Mientras los pueblos libres del mundo rechazan con indignación el oprobioso régimen de Nicolás Maduro, Gustavo Petro abraza con “amor” la dictadura venezolana, como quien se rinde ante su propia imagen en un espejo sucio. No se trata de una mera simpatía ideológica, sino de una alianza estratégica, una hermandad de conveniencias, como lo confesó Diosdado Cabello. Lo que los une no son simples relaciones diplomáticas: es el pacto tácito para proteger a grupos ilegales como el Eln, que en Colombia sigue siendo una guerrilla, pero que en Venezuela ya desfila orgullosamente como fuerza paramilitar del Estado.
Petro no está solo ciego ante esta realidad: está entregado a ella. Mientras en regiones como el Catatumbo, La Plata (Huila) o El Plateado (Cauca) los ciudadanos viven bajo el yugo de guerrilleros, disidencias y bandas criminales, el Presidente no se solidariza, no protege a la población civil. Se burla. Desde su púlpito de Twitter, trivializa a las víctimas y rinde honores a sus verdugos. La máxima de Albert Camus resuena hoy con fuerza: “El peor mal no es la crueldad de los malvados, sino la indiferencia de los buenos”. En el caso colombiano, esa indiferencia raya ya en la abierta complicidad.
Colombia, que debería proteger a sus empresarios, emprendedores y ciudadanos, hoy los persigue como si fueran delincuentes. Se los asfixia con impuestos, se los estigmatiza desde el discurso oficial, mientras, en un grotesco contraste, se les entregan micrófonos y recursos a quienes han dedicado su vida al crimen. En la Colombia de Petro, producir es sospechoso y delinquir es sinónimo de reivindicación social.
La evidencia de este cinismo estructural no podría ser más clara que en la respuesta frente a las elecciones en Ecuador. Noboa ganó con una diferencia de más de un millón de votos en un proceso avalado por la OEA, la Unión Europea y decenas de misiones internacionales. Pero eso no bastó para Petro, quien, sin pruebas, optó por insinuar irregularidades, como buen discípulo del libreto chavista. Prefirió acompañar la pataleta de la candidata derrotada de izquierda, en una reedición patética de la estrategia que aplican dictadores como Maduro y Ortega cada vez que la voluntad popular no les sonríe. Ya lo había advertido Winston Churchill: “Los fascistas del futuro se llamarán a sí mismos antifascistas”. Hoy, los supuestos defensores de la democracia son los primeros en deslegitimarla cuando no logran imponerse.

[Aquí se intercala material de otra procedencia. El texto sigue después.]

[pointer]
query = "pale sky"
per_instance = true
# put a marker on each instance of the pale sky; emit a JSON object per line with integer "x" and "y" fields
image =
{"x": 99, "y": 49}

En la Colombia de Petro, producir es sospechoso y delinquir es sinónimo de reivindicación social
Resulta aún más insultante recordar que cuando Nicolás Maduro organizó su parodia electoral –con resultados absurdamente precisos a cinco decimales, miles de opositores encarcelados y censura mediática–, Petro no solo no cuestionó el proceso: lo validó, envió delegados y reconoció a un dictador repudiado. En la lógica petrista, el “fraude horroroso” es aquel que le arrebata un país a la izquierda, pero legitima aquel que encarcela, desaparece y mata a su propio pueblo.
La ironía no podría ser más cruel. Petro reconoce dictaduras, premia a los terroristas que someten al pueblo colombiano, mientras sabotea a quienes aún creen en la ley, el trabajo y la democracia. El camino que su gobierno siembra no es el del cambio social prometido, sino el de la destrucción de la institucionalidad, con la esperanza de, en medio de las ruinas, erigirse como salvador mesiánico.
No nos engañemos: el petromadurismo es un proyecto concertado de captura institucional, una operación regional en la que participan Cuba, Nicaragua, Venezuela y otros regímenes que desprecian las libertades. Un verdadero “eje del mal” que Petro pretende consolidar, disfrazándolo de revolución social.
En 2026, cuando Colombia vuelva a poner a prueba su democracia, no esperemos concesiones de quienes hoy premian el crimen y aplauden dictadores. Para ellos, solo existe un resultado legítimo: su permanencia indefinida en el poder, cueste lo que cueste.